Settlement

Wakefield model aiming to balance capital, labour and land disliked within Colonial Office

Wakefield model aiming to balance capital, labour and land disliked within Colonial Office
The future Earl Grey, while a Colonial Office under secretary,  was critical of Edward Gibbon Wakefield's idea.

 


The importance of Edward Gibbon Wakefield’s legacy in the founding of South Australia is clouded. With Robert Gouger’s help, Wakefield’s ideas became the centreof debate about colonisation systems. Wakefield’s system was corrupted and lacking support too soon in South Australia to judge whether it could have worked.

The basic feature of Wakefield’s scheme was that colonial land shouldn’t be given away by the British crown in exchange for favours or services. It should be sold at a sufficient price, to enable free passage for labourers to bring uncultivated land into production. He saw concentrating and balancing of capital, labour and land as a successful model.

Wakefield’s model was proposed within a lack of interest by the British government and population who regarded the colonies as dumping grounds for convicts.
But when Whig liberal administrators started to taking constructive action within the lethargic Colonial Office, they didn’t favour Wakefield.

Under secretary James Stephen feared Wakefield’s model would lead to the poor and Indigenous peoples being exploited. Another under secretary Wilmot Horton believed that – unlike Wakefield’s scheme – pauper emigration and settlement should be paid for by the government.
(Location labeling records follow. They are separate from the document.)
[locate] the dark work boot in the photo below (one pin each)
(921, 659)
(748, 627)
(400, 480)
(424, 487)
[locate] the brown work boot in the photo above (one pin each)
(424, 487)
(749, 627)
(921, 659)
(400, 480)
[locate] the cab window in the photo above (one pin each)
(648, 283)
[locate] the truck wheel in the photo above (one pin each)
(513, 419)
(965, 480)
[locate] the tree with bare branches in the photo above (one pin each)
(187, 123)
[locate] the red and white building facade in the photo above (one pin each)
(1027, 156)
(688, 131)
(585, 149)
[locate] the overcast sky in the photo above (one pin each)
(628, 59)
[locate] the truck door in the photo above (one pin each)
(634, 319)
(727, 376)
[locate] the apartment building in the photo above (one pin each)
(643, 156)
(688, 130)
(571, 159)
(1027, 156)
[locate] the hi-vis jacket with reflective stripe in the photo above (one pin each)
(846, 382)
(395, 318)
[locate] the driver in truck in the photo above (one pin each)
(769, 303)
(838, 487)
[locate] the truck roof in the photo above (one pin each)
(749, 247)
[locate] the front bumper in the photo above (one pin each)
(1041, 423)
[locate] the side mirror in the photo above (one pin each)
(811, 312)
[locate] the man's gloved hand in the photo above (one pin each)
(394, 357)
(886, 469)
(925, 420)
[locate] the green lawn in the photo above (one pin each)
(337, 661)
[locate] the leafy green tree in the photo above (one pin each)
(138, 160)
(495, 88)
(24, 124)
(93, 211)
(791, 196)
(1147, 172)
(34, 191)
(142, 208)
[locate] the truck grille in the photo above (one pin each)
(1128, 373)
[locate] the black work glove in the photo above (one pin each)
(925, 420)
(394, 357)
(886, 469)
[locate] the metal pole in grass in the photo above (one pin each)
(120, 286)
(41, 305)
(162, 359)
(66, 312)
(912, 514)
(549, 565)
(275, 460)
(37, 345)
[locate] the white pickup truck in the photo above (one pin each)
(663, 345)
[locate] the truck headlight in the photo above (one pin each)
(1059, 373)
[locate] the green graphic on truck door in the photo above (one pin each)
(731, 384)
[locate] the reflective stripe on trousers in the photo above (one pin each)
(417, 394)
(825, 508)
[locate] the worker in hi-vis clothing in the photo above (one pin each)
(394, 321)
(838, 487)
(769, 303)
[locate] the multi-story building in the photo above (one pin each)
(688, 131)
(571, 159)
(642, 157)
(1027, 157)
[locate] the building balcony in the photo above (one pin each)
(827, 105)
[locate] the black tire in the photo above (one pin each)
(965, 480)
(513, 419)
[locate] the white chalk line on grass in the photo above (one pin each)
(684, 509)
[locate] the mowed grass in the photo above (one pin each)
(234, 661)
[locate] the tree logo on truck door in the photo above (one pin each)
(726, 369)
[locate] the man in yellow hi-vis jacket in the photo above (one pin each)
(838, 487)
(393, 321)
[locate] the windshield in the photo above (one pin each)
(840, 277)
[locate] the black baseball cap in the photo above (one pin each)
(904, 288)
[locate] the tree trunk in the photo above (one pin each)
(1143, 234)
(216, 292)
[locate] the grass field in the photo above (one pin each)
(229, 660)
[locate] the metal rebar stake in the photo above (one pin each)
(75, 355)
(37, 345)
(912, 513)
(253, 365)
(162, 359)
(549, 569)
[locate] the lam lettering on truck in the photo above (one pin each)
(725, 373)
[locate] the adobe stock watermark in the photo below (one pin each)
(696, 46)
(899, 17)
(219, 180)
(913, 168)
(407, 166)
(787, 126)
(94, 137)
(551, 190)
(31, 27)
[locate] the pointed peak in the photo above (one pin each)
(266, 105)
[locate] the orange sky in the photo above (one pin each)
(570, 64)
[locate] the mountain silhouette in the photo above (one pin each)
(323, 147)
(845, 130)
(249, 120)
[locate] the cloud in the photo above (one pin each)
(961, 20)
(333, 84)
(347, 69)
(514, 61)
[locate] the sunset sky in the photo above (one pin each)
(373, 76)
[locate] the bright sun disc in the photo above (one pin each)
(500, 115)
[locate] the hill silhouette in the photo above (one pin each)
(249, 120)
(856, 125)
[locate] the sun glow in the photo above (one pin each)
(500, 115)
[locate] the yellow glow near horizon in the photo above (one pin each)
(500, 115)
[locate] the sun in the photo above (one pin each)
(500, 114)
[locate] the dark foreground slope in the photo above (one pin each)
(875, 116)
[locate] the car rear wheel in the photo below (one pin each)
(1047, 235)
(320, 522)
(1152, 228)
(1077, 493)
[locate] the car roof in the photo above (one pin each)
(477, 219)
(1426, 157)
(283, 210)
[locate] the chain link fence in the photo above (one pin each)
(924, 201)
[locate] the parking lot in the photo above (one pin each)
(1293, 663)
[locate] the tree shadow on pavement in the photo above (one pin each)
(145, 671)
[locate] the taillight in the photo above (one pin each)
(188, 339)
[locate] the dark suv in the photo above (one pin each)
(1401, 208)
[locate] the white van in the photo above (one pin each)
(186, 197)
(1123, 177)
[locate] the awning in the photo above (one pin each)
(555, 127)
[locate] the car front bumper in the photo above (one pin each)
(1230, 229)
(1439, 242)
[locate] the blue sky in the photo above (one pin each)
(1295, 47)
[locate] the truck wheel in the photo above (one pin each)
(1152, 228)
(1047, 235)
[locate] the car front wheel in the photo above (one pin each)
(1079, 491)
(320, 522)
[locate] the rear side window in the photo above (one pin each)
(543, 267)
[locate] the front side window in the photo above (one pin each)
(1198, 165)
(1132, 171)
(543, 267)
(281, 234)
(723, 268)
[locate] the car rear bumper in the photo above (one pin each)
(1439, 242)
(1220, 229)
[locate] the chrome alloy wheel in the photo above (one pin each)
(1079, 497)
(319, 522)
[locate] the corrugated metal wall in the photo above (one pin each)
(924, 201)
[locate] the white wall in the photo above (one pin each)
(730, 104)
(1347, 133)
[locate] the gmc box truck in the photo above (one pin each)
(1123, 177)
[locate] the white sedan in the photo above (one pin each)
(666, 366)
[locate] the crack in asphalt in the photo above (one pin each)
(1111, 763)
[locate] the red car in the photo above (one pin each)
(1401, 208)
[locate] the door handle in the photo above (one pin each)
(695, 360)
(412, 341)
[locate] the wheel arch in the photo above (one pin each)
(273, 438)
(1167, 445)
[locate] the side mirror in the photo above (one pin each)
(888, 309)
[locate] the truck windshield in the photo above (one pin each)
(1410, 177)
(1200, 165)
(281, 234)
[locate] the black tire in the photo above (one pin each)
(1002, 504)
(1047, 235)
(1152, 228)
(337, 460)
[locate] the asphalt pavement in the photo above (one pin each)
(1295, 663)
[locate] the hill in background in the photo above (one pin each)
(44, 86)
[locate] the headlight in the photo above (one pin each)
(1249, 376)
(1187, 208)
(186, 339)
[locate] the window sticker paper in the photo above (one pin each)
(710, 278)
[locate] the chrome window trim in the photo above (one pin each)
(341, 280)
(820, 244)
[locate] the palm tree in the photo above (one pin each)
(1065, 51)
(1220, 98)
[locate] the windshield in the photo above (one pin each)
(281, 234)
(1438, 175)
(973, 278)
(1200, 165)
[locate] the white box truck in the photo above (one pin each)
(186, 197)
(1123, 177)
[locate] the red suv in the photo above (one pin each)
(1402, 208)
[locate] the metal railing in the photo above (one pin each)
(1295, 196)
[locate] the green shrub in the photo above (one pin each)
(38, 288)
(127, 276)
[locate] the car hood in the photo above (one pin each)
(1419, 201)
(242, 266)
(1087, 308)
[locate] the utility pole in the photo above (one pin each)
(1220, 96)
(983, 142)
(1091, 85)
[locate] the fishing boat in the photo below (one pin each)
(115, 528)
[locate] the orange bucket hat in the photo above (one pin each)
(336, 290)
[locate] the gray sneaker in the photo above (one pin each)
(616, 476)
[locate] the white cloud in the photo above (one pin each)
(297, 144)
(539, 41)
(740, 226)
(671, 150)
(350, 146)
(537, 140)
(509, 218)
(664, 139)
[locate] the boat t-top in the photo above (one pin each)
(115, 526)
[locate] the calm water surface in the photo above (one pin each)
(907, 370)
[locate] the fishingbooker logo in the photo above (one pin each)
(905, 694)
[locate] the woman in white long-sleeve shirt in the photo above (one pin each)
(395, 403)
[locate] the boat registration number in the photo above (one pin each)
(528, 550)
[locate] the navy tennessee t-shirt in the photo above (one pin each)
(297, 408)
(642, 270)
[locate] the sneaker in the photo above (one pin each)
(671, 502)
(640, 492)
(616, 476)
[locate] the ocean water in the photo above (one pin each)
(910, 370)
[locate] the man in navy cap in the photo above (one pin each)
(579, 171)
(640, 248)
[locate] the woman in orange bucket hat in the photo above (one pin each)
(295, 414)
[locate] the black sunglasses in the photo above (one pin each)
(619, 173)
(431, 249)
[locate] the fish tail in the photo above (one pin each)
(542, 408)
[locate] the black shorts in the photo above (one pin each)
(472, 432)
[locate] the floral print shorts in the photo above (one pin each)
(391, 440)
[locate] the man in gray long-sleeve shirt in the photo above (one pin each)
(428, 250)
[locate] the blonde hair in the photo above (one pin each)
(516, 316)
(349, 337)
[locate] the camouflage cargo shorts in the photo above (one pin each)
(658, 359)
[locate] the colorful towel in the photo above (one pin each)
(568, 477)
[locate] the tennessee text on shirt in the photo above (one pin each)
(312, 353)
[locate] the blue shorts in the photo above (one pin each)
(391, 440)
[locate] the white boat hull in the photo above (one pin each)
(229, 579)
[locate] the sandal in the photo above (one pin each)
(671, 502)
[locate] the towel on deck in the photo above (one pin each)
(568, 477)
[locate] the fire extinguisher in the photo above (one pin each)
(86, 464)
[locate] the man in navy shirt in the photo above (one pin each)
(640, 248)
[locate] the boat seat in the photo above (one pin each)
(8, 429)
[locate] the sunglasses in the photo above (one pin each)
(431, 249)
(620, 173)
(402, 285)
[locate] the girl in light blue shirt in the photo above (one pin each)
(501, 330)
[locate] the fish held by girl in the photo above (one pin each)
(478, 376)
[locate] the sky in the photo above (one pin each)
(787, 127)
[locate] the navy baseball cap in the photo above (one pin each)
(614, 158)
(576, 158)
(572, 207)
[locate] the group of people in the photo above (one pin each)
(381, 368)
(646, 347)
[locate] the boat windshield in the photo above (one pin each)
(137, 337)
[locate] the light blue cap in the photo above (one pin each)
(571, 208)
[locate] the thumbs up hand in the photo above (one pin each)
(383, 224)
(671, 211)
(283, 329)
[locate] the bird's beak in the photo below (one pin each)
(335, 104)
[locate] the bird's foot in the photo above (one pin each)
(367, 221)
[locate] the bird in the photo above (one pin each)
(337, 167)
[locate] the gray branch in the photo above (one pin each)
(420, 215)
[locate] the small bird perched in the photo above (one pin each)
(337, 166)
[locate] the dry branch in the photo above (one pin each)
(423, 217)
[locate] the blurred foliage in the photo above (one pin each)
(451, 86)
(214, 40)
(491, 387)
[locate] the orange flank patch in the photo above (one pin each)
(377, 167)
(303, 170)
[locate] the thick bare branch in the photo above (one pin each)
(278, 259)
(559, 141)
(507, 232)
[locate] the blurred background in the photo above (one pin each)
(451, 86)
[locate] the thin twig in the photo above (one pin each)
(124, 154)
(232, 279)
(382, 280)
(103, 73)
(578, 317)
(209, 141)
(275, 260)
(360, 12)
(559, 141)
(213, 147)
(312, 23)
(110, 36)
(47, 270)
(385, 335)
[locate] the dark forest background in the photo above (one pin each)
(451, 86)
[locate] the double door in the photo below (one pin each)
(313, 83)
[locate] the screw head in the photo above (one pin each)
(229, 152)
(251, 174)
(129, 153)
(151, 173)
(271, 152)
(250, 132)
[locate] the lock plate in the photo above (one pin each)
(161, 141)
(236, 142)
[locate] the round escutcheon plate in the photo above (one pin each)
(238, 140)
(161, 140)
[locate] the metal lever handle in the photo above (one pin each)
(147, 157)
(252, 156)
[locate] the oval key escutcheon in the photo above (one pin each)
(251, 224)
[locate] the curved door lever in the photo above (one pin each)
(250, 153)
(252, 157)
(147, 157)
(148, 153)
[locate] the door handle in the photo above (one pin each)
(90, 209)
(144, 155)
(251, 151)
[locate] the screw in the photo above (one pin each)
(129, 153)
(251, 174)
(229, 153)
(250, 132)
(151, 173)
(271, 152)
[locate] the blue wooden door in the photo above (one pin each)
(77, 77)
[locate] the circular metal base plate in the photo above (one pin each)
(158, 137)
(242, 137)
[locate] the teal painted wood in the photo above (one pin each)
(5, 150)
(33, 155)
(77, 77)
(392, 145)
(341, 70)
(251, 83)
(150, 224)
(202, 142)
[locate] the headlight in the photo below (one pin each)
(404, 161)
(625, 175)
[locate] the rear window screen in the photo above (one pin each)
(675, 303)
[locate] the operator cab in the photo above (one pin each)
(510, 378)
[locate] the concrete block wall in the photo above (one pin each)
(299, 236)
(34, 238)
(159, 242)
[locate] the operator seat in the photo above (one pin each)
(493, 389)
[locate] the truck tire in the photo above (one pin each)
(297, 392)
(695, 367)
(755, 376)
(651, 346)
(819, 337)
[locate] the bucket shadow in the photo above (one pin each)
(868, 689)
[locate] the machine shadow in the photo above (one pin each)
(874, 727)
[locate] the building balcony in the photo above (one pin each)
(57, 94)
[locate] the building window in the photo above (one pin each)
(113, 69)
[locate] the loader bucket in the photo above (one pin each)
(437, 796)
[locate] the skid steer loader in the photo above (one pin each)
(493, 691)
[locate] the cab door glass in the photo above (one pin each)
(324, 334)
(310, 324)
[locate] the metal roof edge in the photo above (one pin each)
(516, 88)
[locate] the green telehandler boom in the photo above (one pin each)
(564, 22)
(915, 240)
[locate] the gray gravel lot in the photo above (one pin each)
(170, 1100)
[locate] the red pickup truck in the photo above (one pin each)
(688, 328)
Another under secretary, the future Earl Grey, instigated the Ripon regulations for sale of government waste land in New South Wales and Van Diemen's Land in 1831. But Wakefield was so unimpressed by the minimum price of five shillings an acre that he began planning the systematic colonisation of southern Australia. To elaborate his theories, Wakefield anonymously published England and America. A Comparison of the Social and Political State of Both Nations, in 1833.

Grey was more inclined to side with Colonel Robert Torrens who confirmed during a parliamentary select committee hearing on South Australia that criticism of Grey’s actions “came from the more slavish followers of Wakefield’s doctrines”.

During the hearing, Wakefield agreed some proceeds of land sales might be used for purposes other than emigration.